Breadfeeding is the act of utilizing the delicious taste and nutrients from the former Olive Garden breadstick recipe as part of an infant’s diet.

Why should I consider breadfeeding?

The fattening butter found in the breadstick recipe contains the ideal amount of amino acids and triglycerides that a newborn infant needs to have in their diet. Milk has the same ingredients, but the concentration found in the water-in-oil emulsion is much stronger in the breadstick recipe. The garlic content is also extremely high, which helps a newborn’s immune system fight off various viruses and diseases such as influenza, heart palpitations, common colds and hybreadrathyroidism.

What are the dangers of breadfeeding?

The key danger is newborn addiction.
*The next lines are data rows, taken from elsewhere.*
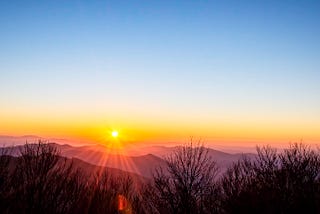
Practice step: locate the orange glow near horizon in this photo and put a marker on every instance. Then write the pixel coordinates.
(98, 131)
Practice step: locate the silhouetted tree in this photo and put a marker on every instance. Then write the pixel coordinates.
(43, 182)
(286, 182)
(186, 184)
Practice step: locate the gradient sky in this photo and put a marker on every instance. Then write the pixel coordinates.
(225, 71)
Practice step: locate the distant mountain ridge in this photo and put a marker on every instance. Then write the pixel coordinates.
(143, 163)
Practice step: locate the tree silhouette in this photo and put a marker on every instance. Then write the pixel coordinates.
(186, 184)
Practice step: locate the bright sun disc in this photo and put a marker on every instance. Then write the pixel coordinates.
(114, 134)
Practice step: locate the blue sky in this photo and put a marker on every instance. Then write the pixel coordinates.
(203, 60)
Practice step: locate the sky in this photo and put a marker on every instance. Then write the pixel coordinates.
(228, 72)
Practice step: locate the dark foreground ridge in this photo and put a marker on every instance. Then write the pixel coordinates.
(40, 180)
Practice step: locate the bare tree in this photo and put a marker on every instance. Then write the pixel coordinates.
(43, 181)
(286, 182)
(186, 184)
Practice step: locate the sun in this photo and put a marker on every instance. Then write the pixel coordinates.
(114, 134)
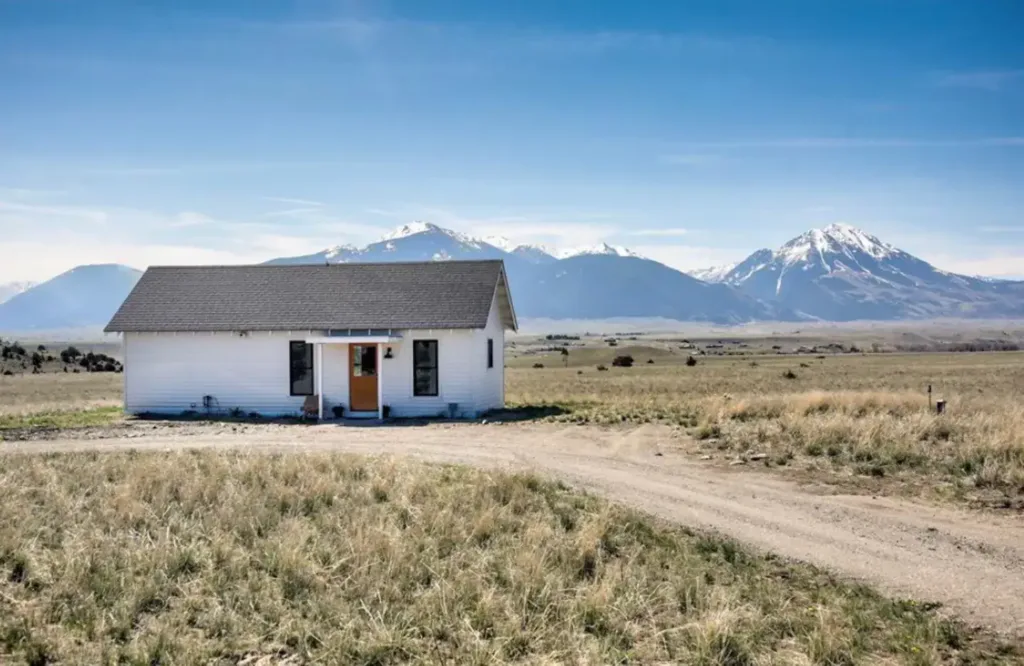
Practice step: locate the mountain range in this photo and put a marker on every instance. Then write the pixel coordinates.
(12, 289)
(838, 273)
(841, 273)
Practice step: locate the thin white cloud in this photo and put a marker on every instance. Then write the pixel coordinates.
(19, 209)
(208, 168)
(1001, 230)
(297, 202)
(692, 159)
(991, 80)
(867, 142)
(189, 218)
(30, 194)
(669, 232)
(292, 212)
(377, 35)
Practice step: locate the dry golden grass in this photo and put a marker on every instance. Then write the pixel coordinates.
(207, 557)
(23, 394)
(868, 415)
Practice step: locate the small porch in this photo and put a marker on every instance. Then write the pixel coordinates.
(366, 351)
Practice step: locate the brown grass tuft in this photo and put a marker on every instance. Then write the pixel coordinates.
(207, 557)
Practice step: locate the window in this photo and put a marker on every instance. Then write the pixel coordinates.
(301, 367)
(425, 368)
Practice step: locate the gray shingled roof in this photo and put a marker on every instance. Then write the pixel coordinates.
(433, 294)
Doctors and nutritionists have described the taste of the butter and garlic mixture as so overwhelmingly delicious that they fear the newborns will grow up to crave the Olive Garden breadstick, which is no longer available as the restaurant chain went extinct in early 2014. A recommended mixture of fatty milk and breadstick extract is recommended to combat the addiction that can occur with overfeeding.

How much of the garlic and butter solution is available in each breadstick and what is the daily feeding recommendation?

This all depends on the emulsion level of the breadstick being used. The level of garlic butter can be anywhere from 1-3 cups per breadstick and nutritionists recommend a 2 cup-per-day diet for newborns between 3 weeks and 2 years old.

Where can I obtain these breadsticks?

Breadsticks with the garlic butter formula are available at pharmacies everywhere with a doctor’s prescription and can also be delivered to your door by visiting www.breadfeeding.com. However, a doctor’s prescription is also required for home delivery.

How much does this solution cost?

When purchased in 1 month increments, the cost comes to a little over $13/day when purchased at your local pharmacy. The price increases to about $15/day when delivered to your door.

Although the breadstick recipe is not currently covered by independent insurance plans, President Breadack Obama has submitted a proposal to be voted upon as part of Obamacare to have them accepted as of Febraury 1, 2015.